The orchestrator registers the component CompositionDefinitions itself and emits each component Composition in order as its dependencies become Ready. profile: identity brings up MariaDB+Memcached+Keystone+Glance+Horizon; profile: full also adds the compute plane (needs an amd64 cluster with the OVS kernel module — see quickstart-gke.md).

Or drive the per-component blueprints directly

kubectl create namespace openstack-system
for c in mariadb memcached keystone glance horizon; do
  kubectl apply -f blueprints/$c/compositiondefinition.yaml; done
kubectl create namespace openstack
kubectl apply -f examples/01-identity.yaml       # one Composition per component
# kubectl apply -f examples/02-compute.yaml      # compute plane (GKE)

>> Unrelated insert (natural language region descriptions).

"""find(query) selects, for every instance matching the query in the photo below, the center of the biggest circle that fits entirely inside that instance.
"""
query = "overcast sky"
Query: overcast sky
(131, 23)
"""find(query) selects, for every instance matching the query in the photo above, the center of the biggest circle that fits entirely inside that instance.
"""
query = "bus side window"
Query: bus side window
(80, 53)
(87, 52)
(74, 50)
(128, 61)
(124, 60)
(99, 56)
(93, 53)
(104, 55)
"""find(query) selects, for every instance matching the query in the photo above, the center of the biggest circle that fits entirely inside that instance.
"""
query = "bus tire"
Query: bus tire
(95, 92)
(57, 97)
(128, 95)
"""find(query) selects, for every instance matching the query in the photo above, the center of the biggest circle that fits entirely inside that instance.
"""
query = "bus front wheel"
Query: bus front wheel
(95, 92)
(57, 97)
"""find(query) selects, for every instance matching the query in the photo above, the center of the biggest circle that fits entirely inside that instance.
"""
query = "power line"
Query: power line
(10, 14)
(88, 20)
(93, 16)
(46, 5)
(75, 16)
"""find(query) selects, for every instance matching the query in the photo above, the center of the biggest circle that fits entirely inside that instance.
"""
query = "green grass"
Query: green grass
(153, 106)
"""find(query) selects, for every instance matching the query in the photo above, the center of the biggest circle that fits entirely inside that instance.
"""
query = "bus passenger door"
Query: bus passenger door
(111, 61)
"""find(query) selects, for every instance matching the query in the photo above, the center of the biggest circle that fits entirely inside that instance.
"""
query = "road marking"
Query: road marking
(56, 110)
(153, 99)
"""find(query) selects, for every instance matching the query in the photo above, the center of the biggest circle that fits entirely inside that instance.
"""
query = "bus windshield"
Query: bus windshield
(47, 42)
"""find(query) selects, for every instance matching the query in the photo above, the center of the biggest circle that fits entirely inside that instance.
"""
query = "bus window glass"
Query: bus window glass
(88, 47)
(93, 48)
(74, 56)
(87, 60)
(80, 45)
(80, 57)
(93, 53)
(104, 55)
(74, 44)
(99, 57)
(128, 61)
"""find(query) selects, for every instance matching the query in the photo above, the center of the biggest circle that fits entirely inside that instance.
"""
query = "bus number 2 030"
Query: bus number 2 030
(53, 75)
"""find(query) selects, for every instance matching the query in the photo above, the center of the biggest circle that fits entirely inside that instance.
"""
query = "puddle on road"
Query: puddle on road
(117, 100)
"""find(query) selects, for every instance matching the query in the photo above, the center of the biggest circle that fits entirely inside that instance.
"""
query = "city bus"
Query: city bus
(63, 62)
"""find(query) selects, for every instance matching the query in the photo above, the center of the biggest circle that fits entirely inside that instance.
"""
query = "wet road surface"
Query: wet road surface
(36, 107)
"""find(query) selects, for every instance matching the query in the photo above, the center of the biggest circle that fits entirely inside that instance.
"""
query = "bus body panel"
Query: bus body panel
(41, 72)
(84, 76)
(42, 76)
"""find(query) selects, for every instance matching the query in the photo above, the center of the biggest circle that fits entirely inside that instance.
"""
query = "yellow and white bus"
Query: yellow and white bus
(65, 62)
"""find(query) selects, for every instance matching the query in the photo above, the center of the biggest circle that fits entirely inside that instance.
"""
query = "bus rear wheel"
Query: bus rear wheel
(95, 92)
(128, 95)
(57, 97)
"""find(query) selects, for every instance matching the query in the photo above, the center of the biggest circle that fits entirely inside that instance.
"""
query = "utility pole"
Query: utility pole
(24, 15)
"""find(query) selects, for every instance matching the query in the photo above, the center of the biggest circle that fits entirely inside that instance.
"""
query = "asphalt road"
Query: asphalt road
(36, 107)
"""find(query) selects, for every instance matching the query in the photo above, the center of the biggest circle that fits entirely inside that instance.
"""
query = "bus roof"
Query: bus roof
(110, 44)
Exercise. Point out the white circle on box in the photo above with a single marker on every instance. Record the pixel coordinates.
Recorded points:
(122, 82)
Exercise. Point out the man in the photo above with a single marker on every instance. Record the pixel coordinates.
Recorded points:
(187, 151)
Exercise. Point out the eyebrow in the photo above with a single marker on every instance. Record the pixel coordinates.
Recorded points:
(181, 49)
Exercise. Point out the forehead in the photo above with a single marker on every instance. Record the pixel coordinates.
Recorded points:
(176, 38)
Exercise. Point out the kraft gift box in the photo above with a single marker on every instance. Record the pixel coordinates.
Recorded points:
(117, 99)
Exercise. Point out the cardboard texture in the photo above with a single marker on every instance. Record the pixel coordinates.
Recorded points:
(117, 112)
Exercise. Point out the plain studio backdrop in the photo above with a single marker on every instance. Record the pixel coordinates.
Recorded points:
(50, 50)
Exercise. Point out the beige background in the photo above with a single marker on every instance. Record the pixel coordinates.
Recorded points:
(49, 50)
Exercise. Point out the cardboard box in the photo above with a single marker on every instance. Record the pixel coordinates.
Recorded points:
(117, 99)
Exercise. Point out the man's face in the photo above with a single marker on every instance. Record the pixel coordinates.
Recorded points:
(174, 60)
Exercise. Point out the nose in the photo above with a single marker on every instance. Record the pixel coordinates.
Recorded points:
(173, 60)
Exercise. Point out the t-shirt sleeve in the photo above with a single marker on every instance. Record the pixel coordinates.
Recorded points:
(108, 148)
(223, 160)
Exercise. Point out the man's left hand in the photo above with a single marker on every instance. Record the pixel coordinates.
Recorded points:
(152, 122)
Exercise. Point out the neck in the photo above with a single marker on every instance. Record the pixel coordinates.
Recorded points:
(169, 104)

Each Composition's spec is the curated chart values (e.g. images.pull_policy, replica counts, neutron.network.interface.tunnel, nova.conf.nova.libvirt.virt_type). Empty spec: {} uses the validated defaults.

The dashboard (Horizon)

Logged in as admin / password (domain Default); the Identity panels are populated by Keystone:

Login	Identity → Projects (admin)

Accessing OpenStack

From inside the cluster use the internal Keystone interface (keystone-api:5000):

kubectl -n openstack run osclient --rm -it --restart=Never \
  --image=quay.io/airshipit/openstack-client:2025.1-ubuntu_jammy \
  --env OS_AUTH_URL=http://keystone-api.openstack.svc.cluster.local:5000/v3 \
  --env OS_USERNAME=admin --env OS_PASSWORD=password --env OS_PROJECT_NAME=admin \
  --env OS_USER_DOMAIN_NAME=Default --env OS_PROJECT_DOMAIN_NAME=Default \
  --env OS_IDENTITY_API_VERSION=3 --env OS_REGION_NAME=RegionOne --env OS_INTERFACE=internal \
  --command -- openstack token issue

Quickstarts

• quickstart-kind.md — identity plane on a local kind cluster (Apple Silicon supported via amd64 image pre-loading).
• quickstart-gke.md — disposable GKE cluster with the compute plane (Nova/QEMU, Neutron/OVS).

Publishing (CI)

.github/workflows/release-tag.yaml packages every blueprints/*/chart and pushes each to GHCR on a semver tag (git tag 0.1.0 && git push origin 0.1.0 → oci://ghcr.io/braghettos/charts/<component>:0.1.0). .github/workflows/lint.yaml runs helm lint + helm template on every chart per PR.